The book is being launched at the Royal National Mod in Oban today. (wed)

Murdina and Archie MacPherson and their two children all perished, as did Murdina’s father, Mr Campbell, when their cars were swept into sea. It is thought that they left Mr and Mrs MacPherson’s home in South Uist for fear of it being flooded during the January storm, but never made it to safety.

Mr Campbell, who was 67, was well known as a piper and piping instructor and had also composed some tunes.

The sheer number of them, though, did not become clear until his son Niall embarked on the difficult task of sorting through his father’s effects.

These tunes have now been put together in a new book from Lewis-based publishers Acair, working with various members of Mr Campbell’s family and staff from the National Piping Centre in Glasgow, in particular Roddy MacLeod MBE.

Ceòl Chaluim – The Pipe Music of Calum Campbell of Benbecula, is a fitting tribute to a Hebridean who contributed so much to the music of this part of the world.

Mr MacLeod hailed it as a “very welcome addition to the published repertoire of pipe music” and said that he had been unaware of just how much music Mr Campbell had written until staff at The Piping Centre began typesetting it.

The same was true of Mr Campbell’s family.
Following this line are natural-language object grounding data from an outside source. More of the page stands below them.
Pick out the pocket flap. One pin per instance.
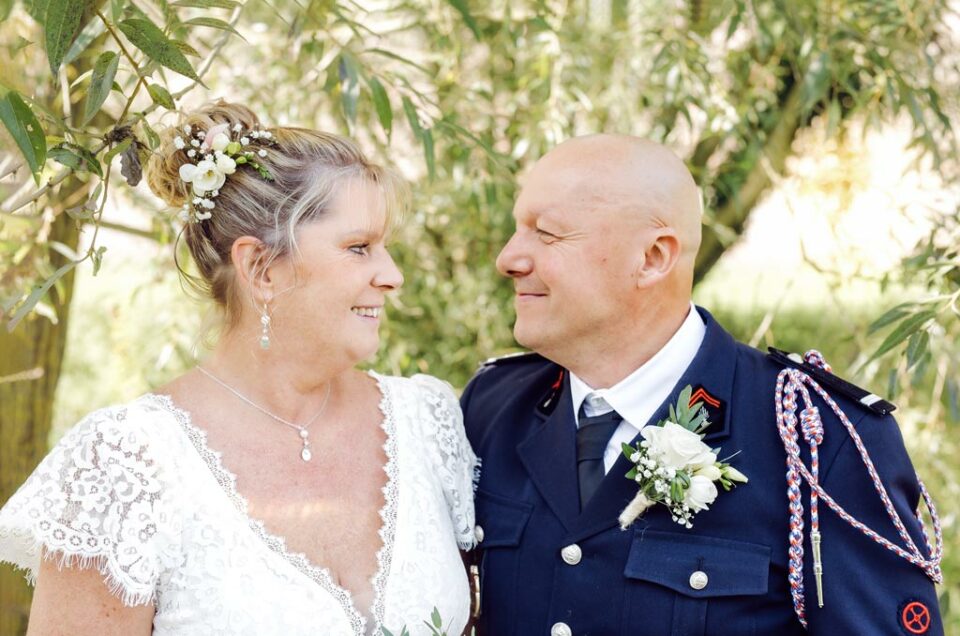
(501, 519)
(733, 568)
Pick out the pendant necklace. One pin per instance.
(302, 431)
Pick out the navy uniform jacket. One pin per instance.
(520, 420)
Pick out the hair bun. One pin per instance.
(163, 169)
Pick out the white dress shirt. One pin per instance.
(638, 395)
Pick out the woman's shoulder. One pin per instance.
(419, 385)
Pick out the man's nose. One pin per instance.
(513, 260)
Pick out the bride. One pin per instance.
(275, 489)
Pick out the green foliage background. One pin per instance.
(463, 97)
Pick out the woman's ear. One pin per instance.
(659, 258)
(249, 257)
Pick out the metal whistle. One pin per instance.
(817, 566)
(475, 580)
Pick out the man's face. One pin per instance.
(573, 259)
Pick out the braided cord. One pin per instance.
(789, 383)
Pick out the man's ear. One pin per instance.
(249, 257)
(659, 257)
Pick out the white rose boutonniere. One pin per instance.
(672, 466)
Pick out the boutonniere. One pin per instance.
(672, 465)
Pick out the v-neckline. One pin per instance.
(277, 544)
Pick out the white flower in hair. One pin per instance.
(225, 164)
(204, 176)
(217, 138)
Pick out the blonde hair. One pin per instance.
(307, 167)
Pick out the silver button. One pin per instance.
(561, 629)
(571, 554)
(699, 580)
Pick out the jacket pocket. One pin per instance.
(503, 522)
(697, 572)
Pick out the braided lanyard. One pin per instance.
(790, 382)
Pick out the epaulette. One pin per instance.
(826, 379)
(512, 358)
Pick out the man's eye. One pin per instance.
(545, 236)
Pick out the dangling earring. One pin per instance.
(265, 332)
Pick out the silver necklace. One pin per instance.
(305, 453)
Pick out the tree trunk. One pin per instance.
(30, 361)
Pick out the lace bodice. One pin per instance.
(136, 492)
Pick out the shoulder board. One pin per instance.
(869, 400)
(512, 358)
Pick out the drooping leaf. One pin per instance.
(412, 118)
(88, 34)
(381, 102)
(148, 37)
(104, 70)
(161, 96)
(25, 130)
(38, 293)
(429, 153)
(904, 330)
(61, 26)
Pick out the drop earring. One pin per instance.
(265, 332)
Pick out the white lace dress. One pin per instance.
(136, 492)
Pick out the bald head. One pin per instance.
(633, 176)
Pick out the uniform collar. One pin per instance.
(637, 396)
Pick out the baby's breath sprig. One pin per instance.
(213, 155)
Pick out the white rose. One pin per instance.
(674, 445)
(225, 164)
(700, 494)
(187, 172)
(207, 177)
(220, 142)
(709, 471)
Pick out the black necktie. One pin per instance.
(592, 437)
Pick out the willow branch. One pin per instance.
(21, 199)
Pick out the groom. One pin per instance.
(607, 232)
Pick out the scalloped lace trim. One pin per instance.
(320, 575)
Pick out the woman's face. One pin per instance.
(329, 300)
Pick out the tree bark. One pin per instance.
(36, 345)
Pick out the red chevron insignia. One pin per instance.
(701, 395)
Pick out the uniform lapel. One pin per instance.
(713, 368)
(549, 455)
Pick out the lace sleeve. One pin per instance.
(95, 501)
(456, 465)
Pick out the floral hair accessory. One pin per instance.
(214, 155)
(672, 466)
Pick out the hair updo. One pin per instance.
(307, 167)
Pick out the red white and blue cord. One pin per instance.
(790, 382)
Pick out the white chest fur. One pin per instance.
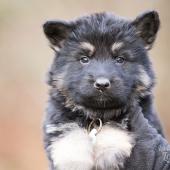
(105, 151)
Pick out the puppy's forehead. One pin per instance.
(87, 46)
(117, 46)
(91, 48)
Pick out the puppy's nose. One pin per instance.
(102, 83)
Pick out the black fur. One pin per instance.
(73, 97)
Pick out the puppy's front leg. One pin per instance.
(71, 149)
(112, 147)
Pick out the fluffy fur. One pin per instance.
(97, 46)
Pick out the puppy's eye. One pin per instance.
(120, 60)
(84, 60)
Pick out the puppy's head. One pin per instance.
(101, 60)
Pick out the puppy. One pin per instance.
(100, 71)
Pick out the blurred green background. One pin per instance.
(25, 57)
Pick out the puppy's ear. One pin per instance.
(147, 26)
(57, 32)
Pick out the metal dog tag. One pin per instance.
(92, 135)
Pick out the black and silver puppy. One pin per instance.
(100, 70)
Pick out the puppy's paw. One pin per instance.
(73, 151)
(112, 147)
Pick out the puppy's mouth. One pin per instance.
(102, 103)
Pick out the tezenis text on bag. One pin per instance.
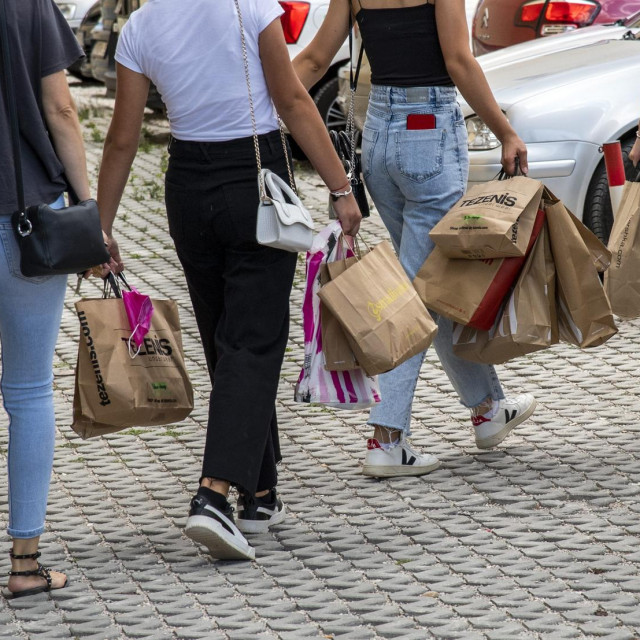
(93, 356)
(376, 308)
(504, 199)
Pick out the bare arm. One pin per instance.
(61, 117)
(120, 147)
(301, 116)
(468, 76)
(314, 60)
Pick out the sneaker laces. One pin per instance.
(402, 441)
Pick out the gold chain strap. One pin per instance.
(254, 126)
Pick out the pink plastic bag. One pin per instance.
(139, 311)
(352, 389)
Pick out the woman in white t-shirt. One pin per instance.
(240, 290)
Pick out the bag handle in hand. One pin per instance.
(254, 126)
(503, 175)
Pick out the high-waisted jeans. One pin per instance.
(240, 293)
(30, 313)
(414, 178)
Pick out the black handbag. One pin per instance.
(51, 241)
(344, 142)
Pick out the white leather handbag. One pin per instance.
(283, 221)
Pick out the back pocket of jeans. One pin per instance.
(12, 255)
(369, 138)
(419, 153)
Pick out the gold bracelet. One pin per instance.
(339, 194)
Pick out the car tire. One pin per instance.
(598, 214)
(326, 99)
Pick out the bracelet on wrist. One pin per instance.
(339, 194)
(342, 188)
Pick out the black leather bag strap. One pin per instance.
(353, 76)
(10, 100)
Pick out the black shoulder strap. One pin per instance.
(353, 77)
(10, 100)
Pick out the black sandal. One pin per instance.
(42, 572)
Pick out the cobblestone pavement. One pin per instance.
(536, 539)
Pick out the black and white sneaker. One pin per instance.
(211, 524)
(256, 515)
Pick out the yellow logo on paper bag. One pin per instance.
(376, 308)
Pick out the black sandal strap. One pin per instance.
(27, 556)
(42, 572)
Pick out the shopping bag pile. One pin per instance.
(346, 385)
(506, 306)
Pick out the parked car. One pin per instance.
(565, 95)
(83, 16)
(501, 23)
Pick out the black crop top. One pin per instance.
(403, 47)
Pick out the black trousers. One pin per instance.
(240, 293)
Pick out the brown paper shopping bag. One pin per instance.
(114, 390)
(492, 220)
(600, 255)
(384, 319)
(471, 292)
(584, 313)
(528, 320)
(338, 354)
(622, 280)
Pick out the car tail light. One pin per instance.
(573, 13)
(293, 19)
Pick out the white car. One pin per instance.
(564, 102)
(565, 95)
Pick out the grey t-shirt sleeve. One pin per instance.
(59, 47)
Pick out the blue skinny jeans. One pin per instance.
(414, 178)
(30, 314)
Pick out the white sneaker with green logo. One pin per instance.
(398, 460)
(493, 427)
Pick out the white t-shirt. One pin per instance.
(191, 50)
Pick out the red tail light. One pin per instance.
(574, 12)
(293, 19)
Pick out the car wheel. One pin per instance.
(598, 214)
(326, 99)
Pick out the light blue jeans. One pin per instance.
(414, 178)
(30, 313)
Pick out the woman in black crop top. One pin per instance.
(415, 165)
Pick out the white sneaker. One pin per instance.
(509, 414)
(400, 460)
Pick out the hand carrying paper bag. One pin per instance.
(380, 311)
(114, 391)
(622, 280)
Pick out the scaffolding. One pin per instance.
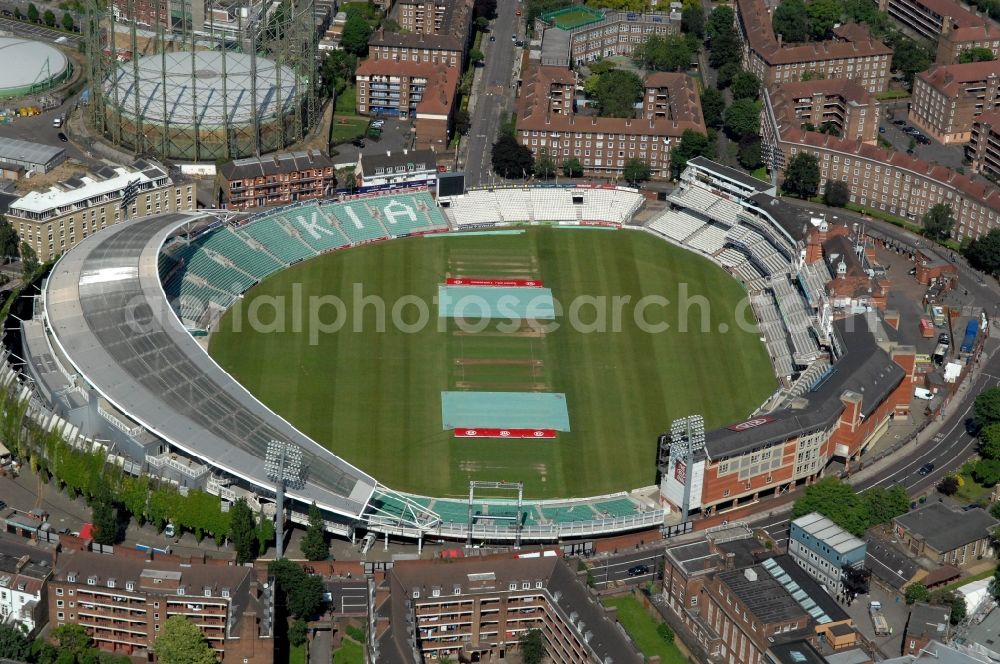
(201, 80)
In his introduction to the book, Niall Campbell said he would find pipe tunes in “boxes and folders, drawers and cupboards”.

He said: “Some of them I was aware of, others I had never heard before.”

He found 60 or 70 of his father’s tunes in various stages of completion and took them to the Piping Centre where Mr MacLeod agreed that 50 of them were complete tunes by Calum Campbell while the rest were second, third and even fourth parts to pre-existing tunes.

Calum Campbell’s sister Catriona Garbutt and her daughter Marion had an integral role in proofing the music.

Mr Campbell was a Hebridean piper out of a long tradition and many of his tunes commemorated local events and personalities. Most famous of them was Hercules the Bear, composed in 1980 about the animal that escaped while filming a TV advert.